Ella, un pequeño cuerpo coronado por un torbellino de pelo oscuro y rizado, que se extiende sobre la almohada. Sobre una pequeña nariz adornada por siete pequeñas pecas, ojos del color del chocolate como a su amante le gusta decir.
Sobre ella y apoyado en unos brazos trabajados por el ejercicio duro, él. Alto, alguno le llamarían gigante.
Un mar de fuego tan rojo como las llamas del infierno sobre unos ojos tan azules que parecen el reflejo de El Mar del Coral un día de cielos rasos.
Su larga nariz roza la de ella, en una suave caricia que son continuadas por los pulgares de sus grandes manos situadas a los lados de su cabeza.
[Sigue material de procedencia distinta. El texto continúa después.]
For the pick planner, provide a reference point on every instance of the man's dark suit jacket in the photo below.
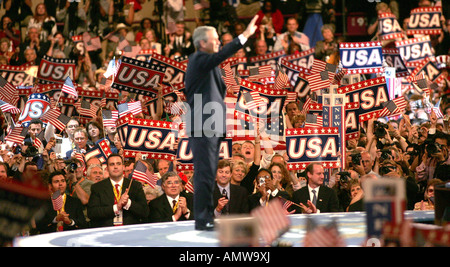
(161, 211)
(327, 200)
(204, 78)
(253, 200)
(238, 203)
(73, 207)
(100, 207)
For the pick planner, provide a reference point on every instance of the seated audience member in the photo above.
(70, 217)
(315, 197)
(428, 202)
(228, 198)
(174, 204)
(268, 189)
(114, 201)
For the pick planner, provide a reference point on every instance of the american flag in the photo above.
(394, 107)
(84, 108)
(230, 80)
(320, 80)
(272, 220)
(313, 121)
(322, 236)
(38, 141)
(8, 93)
(319, 66)
(69, 88)
(189, 187)
(17, 135)
(6, 107)
(57, 200)
(281, 80)
(256, 73)
(254, 100)
(175, 108)
(241, 130)
(142, 174)
(57, 119)
(134, 108)
(105, 147)
(286, 203)
(110, 117)
(306, 106)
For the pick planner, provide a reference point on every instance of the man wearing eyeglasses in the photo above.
(174, 205)
(80, 139)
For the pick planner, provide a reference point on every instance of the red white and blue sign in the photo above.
(362, 57)
(312, 145)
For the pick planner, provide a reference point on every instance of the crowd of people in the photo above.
(414, 147)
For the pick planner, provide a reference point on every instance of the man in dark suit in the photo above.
(228, 198)
(205, 89)
(113, 201)
(70, 217)
(315, 197)
(267, 190)
(173, 205)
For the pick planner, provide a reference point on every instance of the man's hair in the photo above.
(53, 174)
(36, 121)
(167, 175)
(112, 156)
(89, 170)
(201, 34)
(223, 163)
(310, 168)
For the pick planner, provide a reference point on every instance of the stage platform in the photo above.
(352, 226)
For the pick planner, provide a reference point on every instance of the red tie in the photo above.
(117, 192)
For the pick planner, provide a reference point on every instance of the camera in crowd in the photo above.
(379, 129)
(30, 152)
(386, 154)
(71, 166)
(433, 148)
(356, 158)
(386, 169)
(344, 177)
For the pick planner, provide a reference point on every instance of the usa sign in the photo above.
(185, 156)
(312, 145)
(370, 94)
(425, 20)
(362, 58)
(55, 70)
(139, 77)
(156, 139)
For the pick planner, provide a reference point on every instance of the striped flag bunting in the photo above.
(281, 79)
(9, 93)
(231, 81)
(319, 80)
(272, 220)
(254, 100)
(110, 117)
(189, 187)
(85, 108)
(39, 140)
(322, 236)
(6, 107)
(313, 121)
(69, 88)
(57, 119)
(134, 108)
(261, 72)
(17, 135)
(142, 174)
(57, 200)
(394, 107)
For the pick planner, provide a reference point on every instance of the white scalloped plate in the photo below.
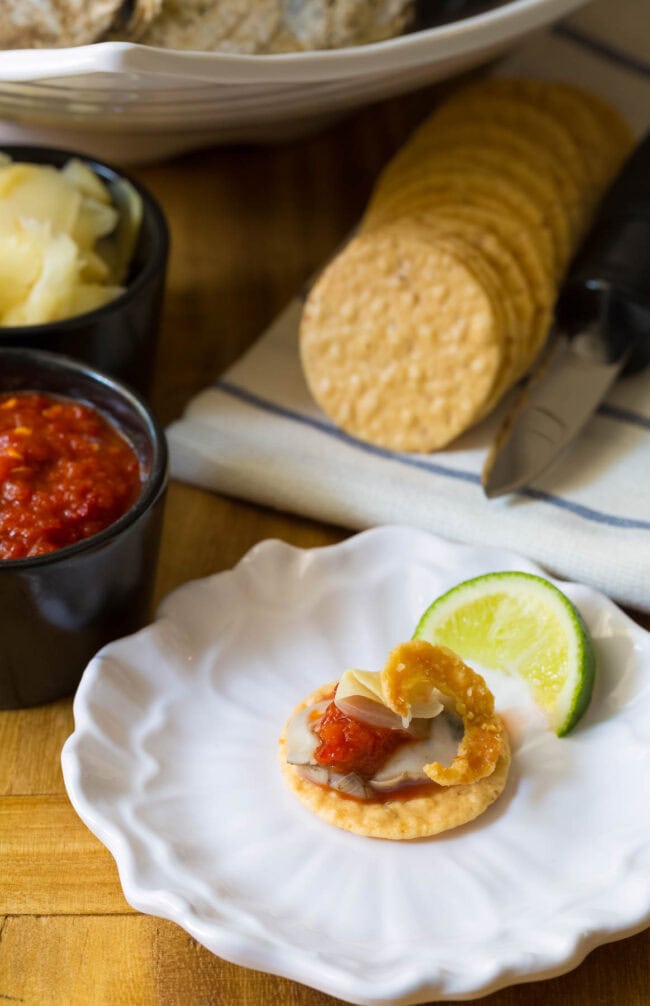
(173, 766)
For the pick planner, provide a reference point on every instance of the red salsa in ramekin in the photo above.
(65, 473)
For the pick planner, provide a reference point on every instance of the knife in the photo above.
(602, 326)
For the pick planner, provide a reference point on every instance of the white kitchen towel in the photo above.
(257, 434)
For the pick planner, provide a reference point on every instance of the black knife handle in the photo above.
(608, 288)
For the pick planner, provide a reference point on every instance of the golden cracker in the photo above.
(399, 819)
(533, 187)
(499, 276)
(520, 157)
(474, 186)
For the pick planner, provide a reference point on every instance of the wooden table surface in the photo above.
(249, 225)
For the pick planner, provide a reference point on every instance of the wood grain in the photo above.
(249, 225)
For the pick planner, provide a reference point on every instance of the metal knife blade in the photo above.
(552, 407)
(603, 325)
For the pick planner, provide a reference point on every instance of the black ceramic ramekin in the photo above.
(121, 337)
(57, 610)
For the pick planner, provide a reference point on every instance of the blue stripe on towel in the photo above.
(602, 48)
(588, 513)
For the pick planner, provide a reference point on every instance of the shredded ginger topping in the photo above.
(411, 671)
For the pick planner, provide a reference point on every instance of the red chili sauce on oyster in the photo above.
(65, 473)
(347, 744)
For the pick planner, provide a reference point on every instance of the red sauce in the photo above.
(65, 474)
(347, 744)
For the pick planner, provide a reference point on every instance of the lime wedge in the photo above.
(521, 625)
Caricias que le son devueltas cuando ella desliza su pierna sobre el pecoso trasero y los brazos alrededor de su cuello le atraen para reclamarle un beso.
Cuando ambos salen a la superficie hay tanto amor, tanto anhelo, tantas cosas dichas sin palabras en las miradas y las sonrisas que el uno da al otro, que los escasos retratos en las fotografías mágicas que hay en el dormitorio, se retiran fuera de los márgenes del papel para no sentirse intrusos en unos momentos ¡de tan profunda comunión! Que si un lector de auras mágicas estuviese presente, observaría maravillado como las de ambos se han fusionado en una sola.
—¿Cuándo crees que ella volverá? —pregunta el pelirrojo mientras besa dulcemente su frente—. Hace más de dos meses que no nos hemos movido de esta situación —dice mientras mueve sus ojos recorriendo el cuerpo de ella y el dormitorio—. Ella no ha escrito ni una sola línea desde entonces.
—¿Acaso te estás quejando? —Ella levanta una de sus cejas de forma sugerente mientras su pierna aumenta su presión sobre el trasero de él, obligándole a frotar su cadera contra la suya.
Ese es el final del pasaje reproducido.